Secdenin ardından rüku zikredildi. Rüku ancak namazda meşrudur, tek olarak yapılmaz. Secdeden daha hususidir. Böylece ayet-i kerime umumdan hususa, husustan ehassa doğru bir tertiple getirildi.
Bu Kuran'ın üsluplarındandır. Kelam bazen umumdan hususa, bazen husustan umuma iki farklı yolu göstermek, bildirmek için böyle gelir.
Hz. Meryem, insanların içine karışmasa dahi, Beyt-i Makdis'in etrafında yaşayan kimselerle birlikte Beyt-i Makdis'te cemaat halinde namaz kılması emredilmiştir.
Melekler bu sözleri Hz. Meryem'e söyleyince o kalkıp namaz kılmaya başlamış ve ayakları şişip, kanayıncaya kadar namaz kılmıştır. Kıyamda o kadar çok dururdu ki, kuşlar onu cansız sanıp başına konardı.
Secde ve rükünun zikredilmesi; namaz rükünlerini yerine getirme konusunda mübalağa, icabına riayet ve secde ile rükunun faziletini, namazda asıl olduklarını bildirmek içindir.Hz. Meryem'e bahşedilen nimetler ve bunlara mukabil ondan istenen ibadetler, tüm kadınlara bir örnektir. Huşu içinde Allah'ın huzurunda ayakta durmak, secde ve rüku etmek, bütün müslüman kadınların yapması gereken ibadetlerdendir.
✽ ‘يَا مَرْيَمُ’ nidasının tekrar edilmesi durumuna taaccüp kastıyladır. İlk nida Hz. Meryem’in meleklerin çağrısını dinlemeye yönelmesi için, ikincisi ise durumunu tazim ve taccüp için kullanılmıştır.
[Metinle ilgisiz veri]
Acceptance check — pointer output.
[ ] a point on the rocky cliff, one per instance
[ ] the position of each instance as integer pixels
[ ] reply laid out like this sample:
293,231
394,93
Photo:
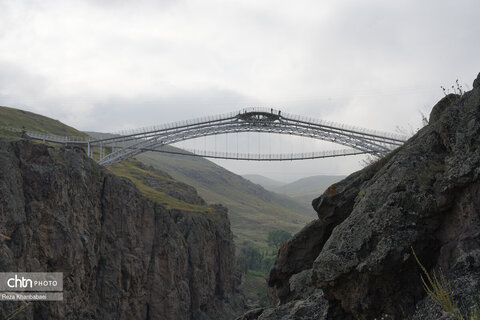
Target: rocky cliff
122,256
355,261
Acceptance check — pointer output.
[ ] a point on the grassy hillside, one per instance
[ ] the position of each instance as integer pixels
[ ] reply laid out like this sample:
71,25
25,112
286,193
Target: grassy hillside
15,118
265,182
303,190
253,210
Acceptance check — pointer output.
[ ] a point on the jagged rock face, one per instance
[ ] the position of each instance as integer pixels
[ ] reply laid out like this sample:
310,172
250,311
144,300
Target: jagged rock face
425,195
122,256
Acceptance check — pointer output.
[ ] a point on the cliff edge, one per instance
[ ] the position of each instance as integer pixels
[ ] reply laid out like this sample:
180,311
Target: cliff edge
355,261
122,256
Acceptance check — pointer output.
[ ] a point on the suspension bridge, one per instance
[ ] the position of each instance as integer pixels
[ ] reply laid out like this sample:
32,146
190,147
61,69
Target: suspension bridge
113,148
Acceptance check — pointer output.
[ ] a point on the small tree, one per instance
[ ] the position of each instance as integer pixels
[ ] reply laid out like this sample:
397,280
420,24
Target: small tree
276,238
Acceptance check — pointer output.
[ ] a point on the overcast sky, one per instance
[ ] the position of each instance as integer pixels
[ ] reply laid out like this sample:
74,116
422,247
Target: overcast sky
113,65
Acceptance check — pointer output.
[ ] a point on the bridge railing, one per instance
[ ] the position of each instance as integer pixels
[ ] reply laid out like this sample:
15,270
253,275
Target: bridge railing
265,157
177,124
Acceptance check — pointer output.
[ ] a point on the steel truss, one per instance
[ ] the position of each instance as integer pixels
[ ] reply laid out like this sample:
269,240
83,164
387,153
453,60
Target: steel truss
128,144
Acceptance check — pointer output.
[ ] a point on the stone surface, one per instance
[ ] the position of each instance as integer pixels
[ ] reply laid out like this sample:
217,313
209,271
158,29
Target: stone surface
122,256
425,195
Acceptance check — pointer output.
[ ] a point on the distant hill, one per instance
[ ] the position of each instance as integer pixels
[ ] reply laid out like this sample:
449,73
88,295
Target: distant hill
303,190
265,182
253,210
15,118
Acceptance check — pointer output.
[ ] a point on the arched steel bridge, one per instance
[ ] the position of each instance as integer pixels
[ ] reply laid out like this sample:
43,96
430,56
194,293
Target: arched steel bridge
117,147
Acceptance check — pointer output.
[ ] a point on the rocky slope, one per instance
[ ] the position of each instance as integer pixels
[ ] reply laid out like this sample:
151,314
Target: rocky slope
122,256
355,261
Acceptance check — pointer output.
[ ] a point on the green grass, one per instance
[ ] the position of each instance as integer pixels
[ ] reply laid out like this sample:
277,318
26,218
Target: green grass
253,211
439,290
132,170
15,118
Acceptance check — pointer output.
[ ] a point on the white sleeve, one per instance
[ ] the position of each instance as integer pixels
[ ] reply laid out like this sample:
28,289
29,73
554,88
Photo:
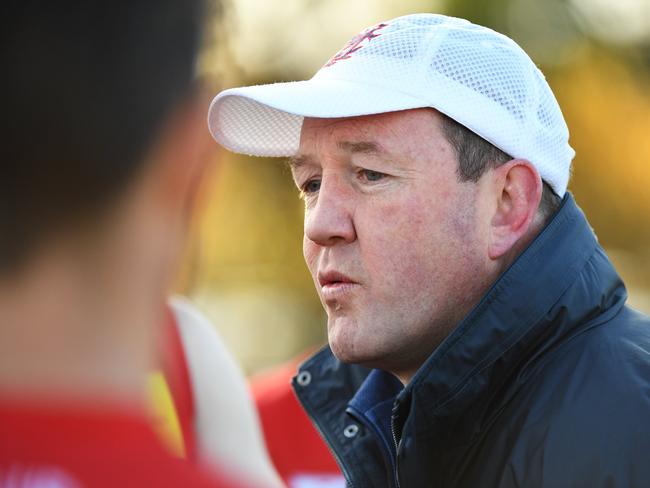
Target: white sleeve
227,425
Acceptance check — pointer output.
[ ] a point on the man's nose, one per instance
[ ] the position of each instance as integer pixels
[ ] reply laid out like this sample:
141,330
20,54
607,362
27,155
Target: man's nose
330,220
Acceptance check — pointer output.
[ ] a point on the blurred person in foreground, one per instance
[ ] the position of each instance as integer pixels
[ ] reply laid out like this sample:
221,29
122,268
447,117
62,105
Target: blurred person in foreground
102,142
478,334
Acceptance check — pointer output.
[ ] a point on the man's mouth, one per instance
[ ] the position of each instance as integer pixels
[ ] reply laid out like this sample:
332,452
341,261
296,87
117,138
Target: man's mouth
334,285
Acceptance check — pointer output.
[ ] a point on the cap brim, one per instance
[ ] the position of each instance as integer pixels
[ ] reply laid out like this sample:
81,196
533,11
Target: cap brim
266,120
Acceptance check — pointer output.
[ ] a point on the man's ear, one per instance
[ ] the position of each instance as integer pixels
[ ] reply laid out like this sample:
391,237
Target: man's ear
518,188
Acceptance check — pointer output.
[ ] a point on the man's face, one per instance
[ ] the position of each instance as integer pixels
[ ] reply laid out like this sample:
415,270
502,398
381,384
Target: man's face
395,243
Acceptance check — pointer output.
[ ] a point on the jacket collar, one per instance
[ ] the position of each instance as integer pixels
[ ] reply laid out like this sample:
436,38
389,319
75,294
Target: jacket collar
551,290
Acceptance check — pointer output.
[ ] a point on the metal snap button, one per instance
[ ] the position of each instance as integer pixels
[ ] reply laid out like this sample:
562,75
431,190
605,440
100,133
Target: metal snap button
351,430
304,378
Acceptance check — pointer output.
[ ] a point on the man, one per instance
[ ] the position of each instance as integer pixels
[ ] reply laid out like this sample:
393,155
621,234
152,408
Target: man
478,333
101,153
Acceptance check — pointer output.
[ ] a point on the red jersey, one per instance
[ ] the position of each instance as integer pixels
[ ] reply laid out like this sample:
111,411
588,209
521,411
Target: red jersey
69,447
300,456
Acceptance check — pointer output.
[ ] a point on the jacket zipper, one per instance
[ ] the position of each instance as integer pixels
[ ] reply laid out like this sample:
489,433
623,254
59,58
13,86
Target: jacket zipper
388,457
392,430
339,461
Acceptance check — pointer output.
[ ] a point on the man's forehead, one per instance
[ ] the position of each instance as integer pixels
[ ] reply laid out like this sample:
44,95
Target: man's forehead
377,134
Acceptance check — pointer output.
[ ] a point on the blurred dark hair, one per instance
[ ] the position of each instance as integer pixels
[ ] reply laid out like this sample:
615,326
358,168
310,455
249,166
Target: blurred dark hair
476,156
86,86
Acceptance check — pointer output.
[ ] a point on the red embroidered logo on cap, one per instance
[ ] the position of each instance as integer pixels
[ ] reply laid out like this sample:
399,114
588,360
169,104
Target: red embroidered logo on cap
355,44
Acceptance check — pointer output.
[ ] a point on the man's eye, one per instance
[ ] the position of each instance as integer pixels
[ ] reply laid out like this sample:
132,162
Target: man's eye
311,186
371,175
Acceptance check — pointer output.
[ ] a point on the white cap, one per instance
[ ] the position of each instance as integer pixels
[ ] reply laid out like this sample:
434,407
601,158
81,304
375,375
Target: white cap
476,76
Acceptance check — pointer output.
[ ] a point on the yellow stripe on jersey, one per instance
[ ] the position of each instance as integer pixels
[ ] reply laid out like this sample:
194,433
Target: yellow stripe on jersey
164,413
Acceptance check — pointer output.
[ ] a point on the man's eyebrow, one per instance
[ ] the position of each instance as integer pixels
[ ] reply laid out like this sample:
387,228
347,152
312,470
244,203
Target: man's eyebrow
366,147
295,162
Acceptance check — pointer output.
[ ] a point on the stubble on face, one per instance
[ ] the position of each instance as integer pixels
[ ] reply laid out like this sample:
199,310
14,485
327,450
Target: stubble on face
406,247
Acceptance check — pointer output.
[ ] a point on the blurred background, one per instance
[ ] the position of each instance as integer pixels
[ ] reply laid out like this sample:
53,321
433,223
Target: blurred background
244,264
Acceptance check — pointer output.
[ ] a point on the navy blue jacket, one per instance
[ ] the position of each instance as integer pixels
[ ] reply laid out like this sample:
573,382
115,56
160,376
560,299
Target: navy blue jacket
546,383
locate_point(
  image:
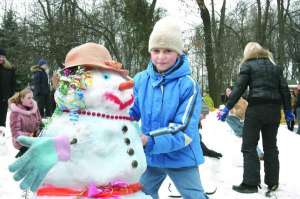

✽ 'İtaat et'ten sonra 'Secde ve rüku et' emrinin gelmesi, umumdan sonra hususiyi zikirle itnabtır.
✽ اقْنُتٖي وَاسْجُدٖي وَارْكَعٖي fiilleri arasında, muvazene ve muraat-ı nazır vardır.
✽ اقْنُتٖي لِرَبِّكِ 'Rabbine itaat et' yani itaate devam et, anlamındadır. Kevn-i sabıktır.
Mefhum-u lakabı, Rabbinden başka kimseye itaat etme, demektir.
✽ 'Rüku edenler' sıfatlı kinayedir. Hz. Meryem'in bulunduğu mihrabtaki abidler kastedilmiştir.
Cüz-kül alakası ile rüku ve secde söylenmiş namaz kastedilmiştir.